We spoke to Aston Martin’s lead designer about his love of watches, and the one watch in particular he would never part with. In his own words, he explains why this particular Daytona holds such a special place in his heart
WHO: Marek Reichman, Chief Creative Officer of Aston Martin
WATCH: Rolex Daytona 116520
I’ve been interested in watches ever since I realised I wanted to be a designer, but I can trace the moment my interest really took hold more precisely to when my dad retired. It was 1983, and he was given an Omega as a retirement present from the steelworks where he worked. He had always worn a big old watch, a chunky Russian piece from way back – it suited his blacksmith’s hands. I remember seeing the thin Omega – it was really thin, I thought – and thinking ‘how on earth do they get all the same parts in there?’.

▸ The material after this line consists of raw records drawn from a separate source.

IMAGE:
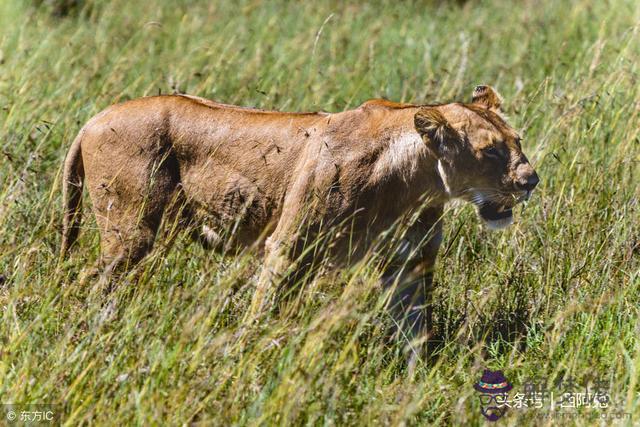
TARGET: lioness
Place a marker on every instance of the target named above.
(246, 173)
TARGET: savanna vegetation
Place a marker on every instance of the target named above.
(556, 295)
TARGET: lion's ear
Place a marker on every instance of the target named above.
(488, 97)
(434, 128)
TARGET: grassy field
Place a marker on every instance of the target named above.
(555, 295)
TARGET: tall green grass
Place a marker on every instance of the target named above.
(556, 294)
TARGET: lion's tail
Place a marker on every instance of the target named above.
(72, 180)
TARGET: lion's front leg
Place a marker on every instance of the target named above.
(276, 263)
(411, 302)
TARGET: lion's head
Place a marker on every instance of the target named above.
(480, 158)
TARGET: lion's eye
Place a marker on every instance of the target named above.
(493, 152)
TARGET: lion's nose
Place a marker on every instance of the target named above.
(529, 183)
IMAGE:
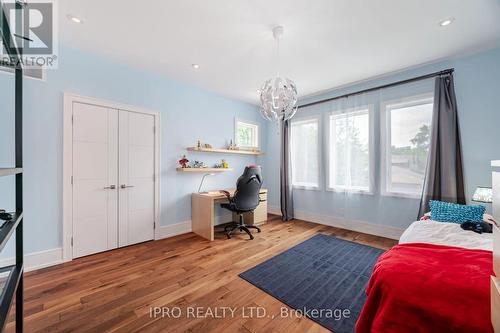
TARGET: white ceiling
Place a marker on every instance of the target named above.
(327, 43)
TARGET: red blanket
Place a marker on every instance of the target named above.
(429, 288)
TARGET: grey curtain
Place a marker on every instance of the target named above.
(444, 173)
(286, 192)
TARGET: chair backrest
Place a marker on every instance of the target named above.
(246, 197)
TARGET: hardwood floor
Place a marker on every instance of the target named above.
(113, 291)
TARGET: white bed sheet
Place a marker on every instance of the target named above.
(442, 233)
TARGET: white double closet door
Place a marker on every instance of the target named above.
(113, 178)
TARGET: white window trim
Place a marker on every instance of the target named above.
(320, 132)
(236, 120)
(371, 152)
(385, 119)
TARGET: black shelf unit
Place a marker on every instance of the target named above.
(12, 285)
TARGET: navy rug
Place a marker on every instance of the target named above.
(321, 278)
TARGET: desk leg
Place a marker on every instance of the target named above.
(202, 216)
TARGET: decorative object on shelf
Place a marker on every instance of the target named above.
(184, 162)
(202, 179)
(224, 151)
(233, 146)
(278, 96)
(194, 170)
(483, 194)
(199, 165)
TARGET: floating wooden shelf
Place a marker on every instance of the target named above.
(10, 171)
(224, 151)
(8, 228)
(205, 170)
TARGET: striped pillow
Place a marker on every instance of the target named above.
(455, 213)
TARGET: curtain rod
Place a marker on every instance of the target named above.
(418, 78)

When I came to get my first proper watch, I started looking at Rolex because of their involvement in motorsport, but also because I’ve always respected how Rolex protects its brand, how they have such a strong image. I wanted a Daytona because it’s a design icon, you can recognise it from 10m away, and because it’s a solid, reliable watch. I like that it links back to the days when, if you were racing around Le Mans, and halfway round you wanted to know how you were doing, your watch was the only tool available.
I bought mine at a dealers in London in about 2005, near Bond St. I had to wait 3 or 4 months, which I now realise isn’t actually that bad! I did consider going for a vintage piece, but the way I looked at it, I wanted buying my first proper watch to be like buying my first new car; I wanted something no-one else had used, that still had all the stickers on it, something that was really mine.
I’ve got several other watches – pieces from Jaeger-LeCoultre, Graham, Bell & Ross – but this is the one I’d never part with. It was my first Rolex (I later went on to buy another Daytona, in white gold with a blue dial) as well as my first “proper” watch, and the motorsport link means a lot. My favourite race in the world is Le Mans, and what’s the main thing you see across the circuit? Rolex’s timekeeping. Ironically, one of the only races I’ve never been to is Daytona itself!
Watches have an emotional attachment to them, and for men they’re often the only piece of physical memory that gets handed down. I barely wear this one, but that’s because I want to hand it down to my son Zak, who’s seven now. He’ll have a vintage watch then, and I want it to be in good condition for him.